Arthur W. Burgess, Director of Law, appeared on behalf of the Township of Woodbridge (Arthur W. Burgess, attorney; Paul E. Strapp, on the brief).
Wesley L. Lance appeared on behalf of the Township of Lebanon.
David C. Paterson submitted a letter in lieu of a brief on behalf of the Township of Winslow (Maressa & Wade, attorneys).
*308 W. Cary Edwards, Jr. submitted a letter in lieu of a brief on behalf of the Township of East Hanover (Edwards & Gullo, attorneys).
Jerome Krueger, City Attorney, submitted a letter in lieu of a brief on behalf of the City of Linden.
Norman A. Doyle, Jr. submitted a letter in lieu of a brief on behalf of the Town of Kearny (Doyle & Brady, attorneys).
Renee C. Ricciardelli, Township Attorney, submitted a letter in lieu of a brief on behalf of the Township of Hamilton.
No appearance was made on behalf of respondents City of Burlington, City of Jersey City, Township of Lacey and Borough of Waldwick.
The opinion of the Court was delivered by SCHREIBER, J.
Virginia McKenney, Henry Kurz and Peter Shaw filed a complaint in lieu of prerogative writ attacking the constitutionality of N.J.S.A. 54:30A-61 apportioning to municipalities proceeds of a tax imposed on gross receipts of certain public utilities.[1] The named defendants are the Governor, State Treasurer, Director of the Division of Taxation, Commissioner of the Department of Community Affairs and the Director of the Division of Local Government Services. Twenty-two municipalities were permitted to intervene, some on behalf of plaintiffs and others on behalf of defendants.
*309 After considering cross-motions for summary judgment, the trial court held the statute constitutional and dismissed the complaint. 147 N.J. Super. 158 (Law Div. 1976). The individual plaintiffs, City of Trenton, Township of Lawrence (Mercer County), City of Salem and Borough of Woodbine appealed. The Appellate Division affirmed essentially for the reasons given by the trial court. 160 N.J. Super. 303 (App.Div. 1978). Plaintiffs then appealed as of right to this Court. R. 2:2-1(a).
The challenged provision is part of a legislative scheme, N.J.S.A. 54:30A-49 et seq., taxing principally gas, electric and water public utilities. The stated purposes of the Act are "to provide a complete scheme and method for the taxation of [the enumerated classes of public utilities] using or occupying public streets ... or other public places" and to apportion "certain of such taxes among municipalities upon the fixed standards" set forth. N.J.S.A. 54:30A-49. However, excluded from the taxing plan are land and buildings, N.J.S.A. 54:30A-50(b) and N.J.S.A. 54:30A-52, electric and gas appliances held for resale, and by-products of gas manufacture held for resale. N.J.S.A. 54:30A-52. These excluded items are to be assessed and taxed at local rates in the same manner as other comparable property. On the other hand, these public utility companies are exempt from the corporate income tax, and the sales tax on business machinery. N.J.S.A. 54:30A-51.
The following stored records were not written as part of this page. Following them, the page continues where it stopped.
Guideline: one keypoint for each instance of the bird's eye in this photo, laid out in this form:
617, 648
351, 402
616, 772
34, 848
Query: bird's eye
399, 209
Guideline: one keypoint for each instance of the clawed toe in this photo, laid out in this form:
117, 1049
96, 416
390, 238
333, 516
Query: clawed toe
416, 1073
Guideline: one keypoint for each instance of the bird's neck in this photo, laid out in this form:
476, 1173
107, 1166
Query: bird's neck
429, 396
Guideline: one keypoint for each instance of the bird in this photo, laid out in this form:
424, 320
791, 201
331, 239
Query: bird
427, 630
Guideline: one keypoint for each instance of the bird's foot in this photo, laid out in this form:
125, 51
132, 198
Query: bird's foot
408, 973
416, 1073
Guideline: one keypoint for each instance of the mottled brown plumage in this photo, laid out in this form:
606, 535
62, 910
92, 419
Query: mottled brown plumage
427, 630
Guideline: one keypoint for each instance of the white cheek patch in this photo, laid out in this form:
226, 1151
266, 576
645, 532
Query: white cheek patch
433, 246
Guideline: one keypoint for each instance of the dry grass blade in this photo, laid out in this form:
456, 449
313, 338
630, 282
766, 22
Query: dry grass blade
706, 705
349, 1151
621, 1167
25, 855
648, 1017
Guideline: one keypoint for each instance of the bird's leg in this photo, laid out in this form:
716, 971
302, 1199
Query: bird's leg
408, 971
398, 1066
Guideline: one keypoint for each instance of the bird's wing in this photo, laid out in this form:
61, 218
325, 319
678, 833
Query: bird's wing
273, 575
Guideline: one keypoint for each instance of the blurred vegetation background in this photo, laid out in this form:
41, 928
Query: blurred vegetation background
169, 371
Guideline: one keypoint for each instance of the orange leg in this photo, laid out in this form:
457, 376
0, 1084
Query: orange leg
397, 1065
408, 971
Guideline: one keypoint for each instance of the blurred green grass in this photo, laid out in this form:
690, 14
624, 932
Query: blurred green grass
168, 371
There are four separate taxing components in the Act: (1) a tax of generally 5% of a fraction of the utility's gross receipts, the fraction being the ratio of the length of lines or mains in public streets or places excluding service connections to the total length of lines or mains excluding service connections, N.J.S.A. 54:30A-54(a); (2) a tax of 7 1/2% of gross receipts from business "over, on, in, through or from its lines or mains," N.J.S.A. 54:30A-54(b); (3) a tax of generally 0.625% calculated on the same fraction of gross receipts as computed under (1) above, *310 N.J.S.A. 54:30A-54(c)(1); and (4) a tax of 0.9375% calculated in the same manner as (2) above, N.J.S.A. 54:30A-54(c)(2). Only the distribution of the funds derived from the 7 1/2% gross receipts tax is challenged.[2]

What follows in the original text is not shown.